In March 2000, I became a full-time attending and Associate Director of the Medical
Psychiatry Service at Brigham and Women’s Hospital. Clinically where I provided psychiatric
consultations to medical and surgical inpatients from throughout the hospital, and also serve as
the psychiatric consultant to the Burn and Trauma unit and the Surgical Epilepsy program. I had
significant educational, supervisory and administrative responsibilities for the three PGY V
fellows, four PGY III residents, the PGY IV chief resident, and medical students rotating on the
Service. For 8 years I directed the Medical Psychiatry course, a year-long required didactic
seminar for the 15 Harvard Longwood Psychiatry Residency Training Program (HLPRTP) PGY
III residents. I served as Course Director for the BWH Medical Psychiatry Service’s ACGME
accredited Psychosomatic Medicine Fellowship, responsible for all didactic training for our 5
post-residency fellows. From July 2006 through October 2007 I served as the Director of
Resident Training in Consultation-Liaison Psychiatry at BWH, coordinating resident service
activities, schedules, supervision, and evaluations on the Medical Psychiatry Service.
In October 2007, I moved to the Boston VA Healthcare and became Medical Director of
the Primary Care Behavioral Health Program where we offer immediate access to psychiatric
consultation, assessment, brief treatment and referral to appropriate long term specialty care. We
are in the process of building this into a teaching service with medical students, residents and
fellows who will rotate through our service.
In May 2009 I returned to Beth Israel Deaconess Medical Center as a staff Psychiatrist on
the Consultation and Liaison Service and Emergency Service. In May 2011 I became the Director
of the Service. This is a Tertiary Care Hospital teaching service that trains Harvard Longwood
Psychiatry Residents in Consultation Liaison Psychiatry.
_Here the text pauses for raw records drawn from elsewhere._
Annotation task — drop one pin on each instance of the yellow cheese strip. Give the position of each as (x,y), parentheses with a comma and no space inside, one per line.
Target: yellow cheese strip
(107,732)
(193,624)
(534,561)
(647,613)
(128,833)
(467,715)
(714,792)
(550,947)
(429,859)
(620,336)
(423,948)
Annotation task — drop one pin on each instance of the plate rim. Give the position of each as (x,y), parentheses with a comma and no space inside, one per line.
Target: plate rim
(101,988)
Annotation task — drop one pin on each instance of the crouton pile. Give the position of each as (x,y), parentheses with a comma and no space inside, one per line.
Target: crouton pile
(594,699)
As Director of the Service, I am
responsible for 4 FTE attending psychiatrists, and 3 PGY III residents, PGYII residents that
rotate through the service. In addition, there are four advanced practice nurses who work on the
service, two covering the emergency room and two who work with nursing staff throughout the
hospital to help manage difficult patients.
Beginning in July 2019, I have served as the Clinical Director at the Cognitive Neurology
Service at Beth Israel Deaconess Medical Center and serve as the Psychiatric Consultant to the
Center for Violence Prevention and Recovery. Provided Neuropsychiatric care to support several
Neurology Service lines including Movement Disorders, Epilepsy, Traumatic Brain injury, and
the general cognitive neurology group.
With regards to research activities, I have served as the monitoring psychiatrist for a study
of the application of active or sham rTMS in patients receiving Zoloft . I screened patients for the
study to determine their eligibility for the study, monitored their medications, assessed them for
safety in emergent situations of worsening depression, and administered the HAM D and other
monitoring instruments throughout the study period. I have collaborated with Drs. Gerald
Weinhouse, Selwyn Rogers, and Aaron Nelson on a study of the prevention of delirium in highrisk
populations undergoing abdominal aortic aneurysm bypass surgery.